C++

Do names matter to the compiler

PragmatiC++ · chapter 78 min

This is the seventh chapter of the PragmatiC++ draft — a book on pragmatic C++ that still makes sense a year later. The chapter source is open on GitHub.

Do names matter to the compiler

There's an old joke about "what's the difference between an ordinary C++ programmer and a good C++ programmer"? The first writes code, the second can explain why it works.

It's a joke, of course, but these days not even every good programmer can explain how this or that piece of code works, or the internal logic that led to the final solution, without resorting to ultimatum phrases like "that's how it's written in the standard" or "that's how the compiler hacked it together."

At the center of everything that happens inside the compiler are two processes: name lookup and overload resolution, which we covered in the previous articles. And every time the compiler processes your code, it handles just two questions:

First: "What can this name even mean here?"
Second: "If there are several variants, which one is correct?"

If you understand how the compiler answers these questions, you'll understand how everything else works too — templates, concepts, overloads — it's all built on solving these two questions.

The big problems of small names

When you have several overloaded functions with one name, "in your head" it's perceived as "one function" — I've discussed this with colleagues, and even seasoned C++ folks perceive a set of overloads as "one" function. This isn't an accident — the standard's authors specifically aimed for this look to hide the complexity. The intentions, as always, are good: if it's called the same, it should do the same thing, right? Almost — the devil, as usual, is in the details...

void print(int x);
void print(double x);
void print(std::string x);

We see the print function and think: "There's a print function that can print different things," and this is a useful abstraction imposed on us by the standard's authors, but for the compiler it's a different universe and for it these are three (3) different functions that happen to be called the same. And every time you write print(...), the compiler has to figure out which function exactly you meant, and it's precisely because we, humans, wanted to make life easier for ourselves that all the complications start here. Open any code, preferably not your own, because you know it, but someone else's, and find something like resolve(x);

Can you say what this is? Probably it's a function call — or maybe not; in fact the simple question "what is resolve()?" is rather hard for the compiler, and the compiler usually has several blocks of name analysis, because resolve could be:

// An ordinary function
void resolve(x) { std::cout << "Function\n"; }
resolve(x);  // Function call
// An object with an overloaded call operator
struct Callable {
    void operator()(x) { std::cout << "Functor\n"; }
};
Callable resolve;
resolve(x);  // operator() call
// An object
struct resolve{
    resolve(int x) { std::cout << "Constructor\n"; }
};
resolve(x);  // Creating a temporary object

Now the compiler must first gather all possible variants of what resolve could be in the given context — this process is called name lookup — and then choose the right variant — this process is called overload resolution. And there's another case; now we'll have several constructors:

struct resolve {
  int x;
  static int y;

  resolve() : x(1) {} // Default constructor

  resolve(int val) { // Constructor with an argument
    y = val;
  }
};

int resolve::y = 0; // Initialization of the static field

And code like resolve s{}; will now be a call to the default constructor, where we create an object s;

Let's return to the case where resolve() is an ordinary function:

int resolve(int x) {  // An ordinary function!
    return x + 1;
}

Here we go... now if the compiler encounters a function with the same name, it will always be a call to a function, not a constructor of an object or anything else, because in C++ there's a rule (if it quacks — it's a duck): if something can be interpreted as a function call, it will be a function call. Whereas before resolve(2) was a constructor because there were no other variants, now the same notation has turned into a function call, and one and the same syntactic form starts working with different implementations and has different meaning depending on the context. Welcome to C++, as they say.

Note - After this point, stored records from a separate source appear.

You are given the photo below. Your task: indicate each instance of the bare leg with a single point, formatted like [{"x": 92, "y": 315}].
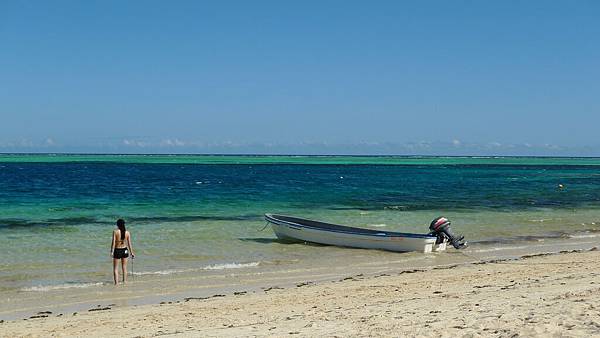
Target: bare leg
[
  {"x": 124, "y": 269},
  {"x": 116, "y": 270}
]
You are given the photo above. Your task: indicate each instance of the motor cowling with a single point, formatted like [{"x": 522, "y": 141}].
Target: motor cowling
[{"x": 440, "y": 227}]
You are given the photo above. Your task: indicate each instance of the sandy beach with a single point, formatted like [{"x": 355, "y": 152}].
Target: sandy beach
[{"x": 542, "y": 295}]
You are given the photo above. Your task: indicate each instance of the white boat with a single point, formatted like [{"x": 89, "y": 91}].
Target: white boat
[{"x": 299, "y": 229}]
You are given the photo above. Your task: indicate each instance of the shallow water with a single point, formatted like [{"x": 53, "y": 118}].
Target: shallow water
[{"x": 203, "y": 214}]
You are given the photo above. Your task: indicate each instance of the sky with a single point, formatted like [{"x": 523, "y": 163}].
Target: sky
[{"x": 314, "y": 77}]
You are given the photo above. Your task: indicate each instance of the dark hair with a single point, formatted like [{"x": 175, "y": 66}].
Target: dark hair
[{"x": 121, "y": 225}]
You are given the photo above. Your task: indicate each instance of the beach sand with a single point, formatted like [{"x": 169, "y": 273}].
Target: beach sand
[{"x": 544, "y": 296}]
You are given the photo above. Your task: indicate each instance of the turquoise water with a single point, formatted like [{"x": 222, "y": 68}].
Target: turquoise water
[{"x": 204, "y": 213}]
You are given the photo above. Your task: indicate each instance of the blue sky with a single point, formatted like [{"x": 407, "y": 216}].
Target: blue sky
[{"x": 391, "y": 77}]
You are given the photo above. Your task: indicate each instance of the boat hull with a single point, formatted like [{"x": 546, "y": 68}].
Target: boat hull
[{"x": 296, "y": 230}]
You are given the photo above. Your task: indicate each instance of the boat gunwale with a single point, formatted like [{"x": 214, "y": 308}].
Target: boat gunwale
[{"x": 273, "y": 218}]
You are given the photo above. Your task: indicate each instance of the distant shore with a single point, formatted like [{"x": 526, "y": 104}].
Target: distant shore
[{"x": 540, "y": 296}]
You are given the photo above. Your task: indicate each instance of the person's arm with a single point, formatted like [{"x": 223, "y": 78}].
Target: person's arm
[
  {"x": 112, "y": 245},
  {"x": 129, "y": 244}
]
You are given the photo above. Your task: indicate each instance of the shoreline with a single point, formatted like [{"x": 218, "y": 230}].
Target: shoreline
[
  {"x": 361, "y": 311},
  {"x": 199, "y": 283}
]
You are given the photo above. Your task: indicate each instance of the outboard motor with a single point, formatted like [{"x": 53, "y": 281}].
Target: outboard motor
[{"x": 440, "y": 227}]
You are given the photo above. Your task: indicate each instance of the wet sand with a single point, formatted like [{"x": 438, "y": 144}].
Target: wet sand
[{"x": 542, "y": 295}]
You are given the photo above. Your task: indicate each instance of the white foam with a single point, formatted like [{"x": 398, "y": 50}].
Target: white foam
[
  {"x": 584, "y": 236},
  {"x": 161, "y": 272},
  {"x": 61, "y": 286},
  {"x": 231, "y": 266}
]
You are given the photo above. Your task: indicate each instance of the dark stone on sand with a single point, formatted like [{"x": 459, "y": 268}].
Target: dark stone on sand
[
  {"x": 38, "y": 316},
  {"x": 100, "y": 309}
]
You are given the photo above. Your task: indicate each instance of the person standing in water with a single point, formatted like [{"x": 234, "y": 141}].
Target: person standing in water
[{"x": 120, "y": 249}]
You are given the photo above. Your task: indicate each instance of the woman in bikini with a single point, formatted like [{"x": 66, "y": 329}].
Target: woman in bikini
[{"x": 120, "y": 249}]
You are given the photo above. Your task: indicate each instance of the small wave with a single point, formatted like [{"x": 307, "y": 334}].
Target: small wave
[
  {"x": 61, "y": 286},
  {"x": 231, "y": 266},
  {"x": 161, "y": 272},
  {"x": 584, "y": 236}
]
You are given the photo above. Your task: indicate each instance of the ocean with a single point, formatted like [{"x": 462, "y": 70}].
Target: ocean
[{"x": 197, "y": 215}]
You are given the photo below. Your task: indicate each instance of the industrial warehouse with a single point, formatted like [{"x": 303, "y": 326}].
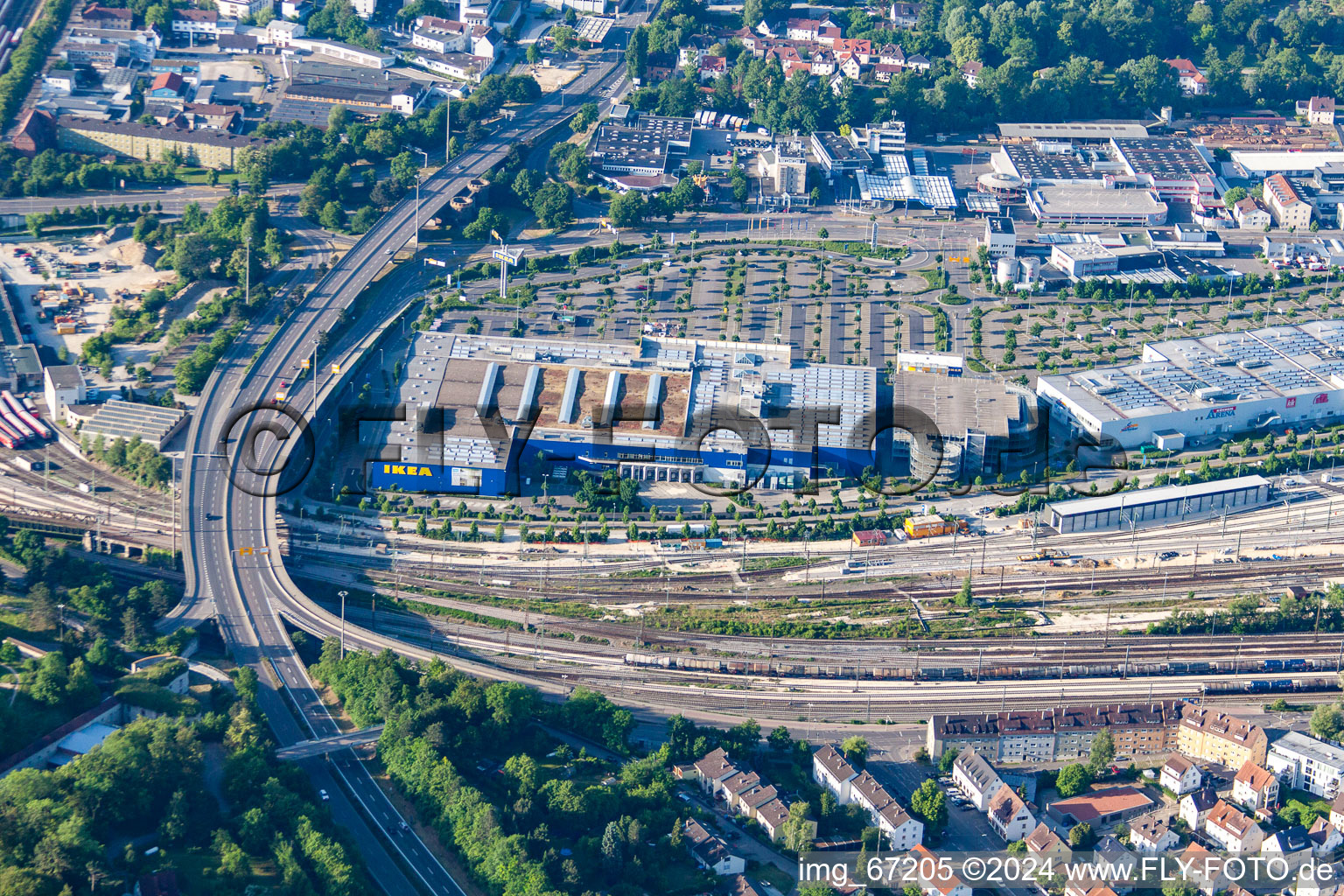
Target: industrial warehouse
[
  {"x": 494, "y": 416},
  {"x": 1208, "y": 388},
  {"x": 1158, "y": 507}
]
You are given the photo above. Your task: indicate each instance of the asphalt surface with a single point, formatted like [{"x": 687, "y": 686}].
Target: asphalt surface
[{"x": 233, "y": 564}]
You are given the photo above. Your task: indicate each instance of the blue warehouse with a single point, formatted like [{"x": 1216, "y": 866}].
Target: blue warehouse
[{"x": 494, "y": 416}]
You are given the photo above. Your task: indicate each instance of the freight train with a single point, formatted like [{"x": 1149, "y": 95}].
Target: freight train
[{"x": 1003, "y": 672}]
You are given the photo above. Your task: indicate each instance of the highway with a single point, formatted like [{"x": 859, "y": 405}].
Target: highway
[
  {"x": 235, "y": 574},
  {"x": 228, "y": 507}
]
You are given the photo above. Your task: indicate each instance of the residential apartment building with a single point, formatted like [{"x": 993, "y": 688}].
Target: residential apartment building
[
  {"x": 1256, "y": 788},
  {"x": 1194, "y": 808},
  {"x": 1193, "y": 80},
  {"x": 195, "y": 23},
  {"x": 1152, "y": 836},
  {"x": 1233, "y": 830},
  {"x": 744, "y": 792},
  {"x": 1180, "y": 775},
  {"x": 1306, "y": 763},
  {"x": 1060, "y": 732},
  {"x": 710, "y": 852},
  {"x": 1326, "y": 837},
  {"x": 243, "y": 8},
  {"x": 834, "y": 771},
  {"x": 1288, "y": 207},
  {"x": 1318, "y": 110},
  {"x": 148, "y": 143},
  {"x": 441, "y": 35},
  {"x": 976, "y": 778},
  {"x": 1215, "y": 737},
  {"x": 1250, "y": 214},
  {"x": 1047, "y": 844},
  {"x": 1010, "y": 816}
]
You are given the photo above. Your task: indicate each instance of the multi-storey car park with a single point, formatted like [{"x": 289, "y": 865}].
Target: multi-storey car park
[
  {"x": 491, "y": 416},
  {"x": 1208, "y": 387}
]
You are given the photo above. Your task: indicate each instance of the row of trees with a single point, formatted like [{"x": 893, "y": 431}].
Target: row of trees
[{"x": 1045, "y": 62}]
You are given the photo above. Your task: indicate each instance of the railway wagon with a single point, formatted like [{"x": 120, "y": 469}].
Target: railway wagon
[{"x": 914, "y": 672}]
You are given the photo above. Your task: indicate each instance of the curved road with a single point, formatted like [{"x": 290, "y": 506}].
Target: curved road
[{"x": 230, "y": 528}]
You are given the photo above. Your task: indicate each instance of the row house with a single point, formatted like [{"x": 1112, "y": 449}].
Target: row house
[
  {"x": 710, "y": 852},
  {"x": 976, "y": 778},
  {"x": 1306, "y": 763},
  {"x": 197, "y": 23},
  {"x": 441, "y": 35},
  {"x": 1233, "y": 830},
  {"x": 940, "y": 880},
  {"x": 822, "y": 63},
  {"x": 1256, "y": 788},
  {"x": 1194, "y": 808},
  {"x": 710, "y": 67},
  {"x": 1060, "y": 732},
  {"x": 1180, "y": 775},
  {"x": 1010, "y": 816},
  {"x": 1193, "y": 80},
  {"x": 744, "y": 793},
  {"x": 1043, "y": 841},
  {"x": 1152, "y": 836},
  {"x": 832, "y": 771},
  {"x": 903, "y": 15}
]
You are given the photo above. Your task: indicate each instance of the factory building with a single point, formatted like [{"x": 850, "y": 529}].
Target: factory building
[
  {"x": 1000, "y": 238},
  {"x": 494, "y": 416},
  {"x": 1158, "y": 507},
  {"x": 1208, "y": 388}
]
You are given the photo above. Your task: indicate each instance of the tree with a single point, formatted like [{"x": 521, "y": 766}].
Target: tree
[
  {"x": 637, "y": 54},
  {"x": 80, "y": 690},
  {"x": 964, "y": 597},
  {"x": 1102, "y": 751},
  {"x": 554, "y": 205},
  {"x": 930, "y": 805},
  {"x": 855, "y": 750},
  {"x": 1326, "y": 722},
  {"x": 1073, "y": 780},
  {"x": 797, "y": 830},
  {"x": 50, "y": 684},
  {"x": 42, "y": 607},
  {"x": 564, "y": 38},
  {"x": 333, "y": 216},
  {"x": 626, "y": 210},
  {"x": 486, "y": 220},
  {"x": 405, "y": 170}
]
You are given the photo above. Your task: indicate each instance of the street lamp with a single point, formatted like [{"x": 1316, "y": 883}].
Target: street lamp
[
  {"x": 343, "y": 624},
  {"x": 416, "y": 191}
]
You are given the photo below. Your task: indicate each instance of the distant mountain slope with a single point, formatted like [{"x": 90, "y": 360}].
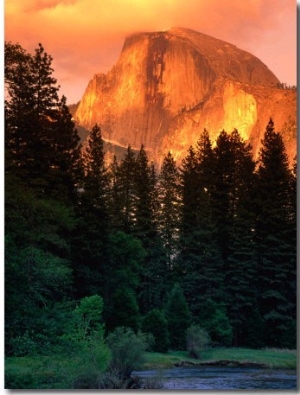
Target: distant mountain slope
[{"x": 168, "y": 86}]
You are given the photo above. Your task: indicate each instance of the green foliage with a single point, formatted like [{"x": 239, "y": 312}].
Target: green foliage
[
  {"x": 275, "y": 238},
  {"x": 197, "y": 339},
  {"x": 89, "y": 315},
  {"x": 124, "y": 310},
  {"x": 154, "y": 322},
  {"x": 127, "y": 351},
  {"x": 178, "y": 316},
  {"x": 214, "y": 319}
]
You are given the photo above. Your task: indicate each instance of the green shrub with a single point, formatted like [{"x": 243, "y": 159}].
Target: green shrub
[
  {"x": 154, "y": 322},
  {"x": 127, "y": 351},
  {"x": 197, "y": 339}
]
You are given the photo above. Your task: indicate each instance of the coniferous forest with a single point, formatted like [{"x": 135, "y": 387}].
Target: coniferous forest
[{"x": 210, "y": 241}]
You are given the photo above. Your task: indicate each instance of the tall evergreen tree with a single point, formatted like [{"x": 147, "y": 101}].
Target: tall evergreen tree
[
  {"x": 169, "y": 207},
  {"x": 124, "y": 191},
  {"x": 91, "y": 234},
  {"x": 144, "y": 189},
  {"x": 240, "y": 263},
  {"x": 275, "y": 239},
  {"x": 41, "y": 140},
  {"x": 198, "y": 262},
  {"x": 178, "y": 316}
]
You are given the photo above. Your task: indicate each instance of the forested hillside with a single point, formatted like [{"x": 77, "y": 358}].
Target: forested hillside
[{"x": 210, "y": 241}]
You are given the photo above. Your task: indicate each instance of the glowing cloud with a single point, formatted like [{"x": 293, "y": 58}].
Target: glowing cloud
[{"x": 86, "y": 36}]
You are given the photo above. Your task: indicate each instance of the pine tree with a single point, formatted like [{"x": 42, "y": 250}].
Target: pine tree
[
  {"x": 125, "y": 191},
  {"x": 92, "y": 231},
  {"x": 169, "y": 207},
  {"x": 42, "y": 143},
  {"x": 240, "y": 268},
  {"x": 198, "y": 263},
  {"x": 144, "y": 189},
  {"x": 275, "y": 238},
  {"x": 178, "y": 316}
]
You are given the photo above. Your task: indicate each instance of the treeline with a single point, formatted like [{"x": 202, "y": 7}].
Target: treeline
[{"x": 209, "y": 242}]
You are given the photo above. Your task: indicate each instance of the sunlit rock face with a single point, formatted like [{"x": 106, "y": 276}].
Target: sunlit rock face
[{"x": 168, "y": 86}]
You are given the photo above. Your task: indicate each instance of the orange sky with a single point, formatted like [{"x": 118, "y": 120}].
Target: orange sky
[{"x": 85, "y": 37}]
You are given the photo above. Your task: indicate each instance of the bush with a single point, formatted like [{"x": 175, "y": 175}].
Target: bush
[
  {"x": 197, "y": 339},
  {"x": 127, "y": 351},
  {"x": 155, "y": 323}
]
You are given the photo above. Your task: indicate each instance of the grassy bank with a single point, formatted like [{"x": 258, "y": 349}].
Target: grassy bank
[
  {"x": 271, "y": 358},
  {"x": 60, "y": 372}
]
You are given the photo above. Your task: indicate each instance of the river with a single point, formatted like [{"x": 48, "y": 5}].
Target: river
[{"x": 223, "y": 378}]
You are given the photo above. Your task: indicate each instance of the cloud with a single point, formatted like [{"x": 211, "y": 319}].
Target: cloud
[{"x": 86, "y": 36}]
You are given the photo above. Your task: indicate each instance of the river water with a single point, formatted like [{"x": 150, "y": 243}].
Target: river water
[{"x": 223, "y": 378}]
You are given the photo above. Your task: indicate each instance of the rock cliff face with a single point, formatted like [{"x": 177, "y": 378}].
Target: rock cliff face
[{"x": 168, "y": 86}]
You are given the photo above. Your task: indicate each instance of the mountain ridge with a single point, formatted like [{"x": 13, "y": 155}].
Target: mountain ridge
[{"x": 167, "y": 86}]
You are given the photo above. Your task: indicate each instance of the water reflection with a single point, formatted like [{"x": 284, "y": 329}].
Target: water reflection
[{"x": 224, "y": 378}]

You can just write code that will work, now, on this compiler and under these conditions, but the problem is that sooner or later you'll write code, or take someone else's, that won't work, and the compiler emits a wall of logs at the error site. And without understanding how name lookup works, how overload resolution happens, you'll be poking at random, changing code until it compiles. But without understanding the scope of name lookup, you'll keep changing code in different places for a long time, not knowing that the compiler found the wrong overload. This is all aggravated by modern C++ with its pile of templates, concepts, the ADL and SFINAE bundles and everything else, but all of it depends only on the two questions from the start of the article: "what is this name and which variant of the name is correct."

Is the committee trying to make the language harder?

The meaning of any name in C++ depends very heavily on what's around it. If you just look at a name as isolated text, almost nothing will be clear — I call this the resolve(x) problem; look at any code and try to answer "what is resolve (conventionally, you can take any text)" while limiting yourself to just two lines above and below this definition. You most likely won't manage it, because the meaning of a name can only be understood through context — which functions, variables and logic stand above, below and next to it in the code.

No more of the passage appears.